I have 8913 features and it return only 718 and sum of variance of them is equal to 1 can any one explain what is wrong here ?
my plot picture result:
As you can see in the above picture it just contain 718 component and sum of it is 1 but I have 8913 features where they gone?
Test with smaller example
I even try with scikit learn PCA example which can be found in documentation page of pca Here is the Link I change the example and just increase the number of features
import numpy as np
from sklearn.decomposition import PCA
import pandas as pd
X = np.array([[-1, -1,3,4,-1, -1,3,4], [-2, -1,5,-1, -1,3,4,2], [-3, -2,1,-1, -1,3,4,1],
[1, 1,4,-1, -1,3,4,2], [2, 1,0,-1, -1,3,4,2], [3, 2,10,-1, -1,3,4,10]])
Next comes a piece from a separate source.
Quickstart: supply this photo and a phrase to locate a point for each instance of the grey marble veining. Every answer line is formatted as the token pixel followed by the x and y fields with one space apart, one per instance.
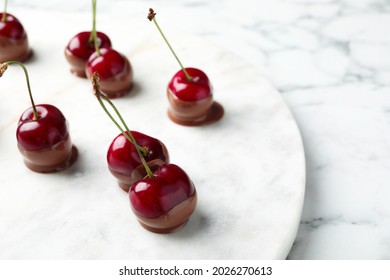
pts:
pixel 330 59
ipca = PCA(n_components = 7)
print (X.shape)
ipca.fit(X)
result = ipca.transform(X)
print (result.shape);
and in this example we have 6 sample and 8 feauters I set the n_components to 7 but the result size is 6*6.
I think when the number of features is bigger than number of samples the maximum number of components scikit learn pca will return is equal to number of samples
See the documentation on PCA.
Because you did not pass an n_components parameter to PCA(), sklearn uses min(n_samples, n_features) as the value of n_components, which is why you get a reduced feature set equal to n_samples.
I believe your variance is equal to 1 because you didn't set the n_components, from the documentation:
If n_components is not set then all components are stored and the sum
of explained variances is equal to 1.0.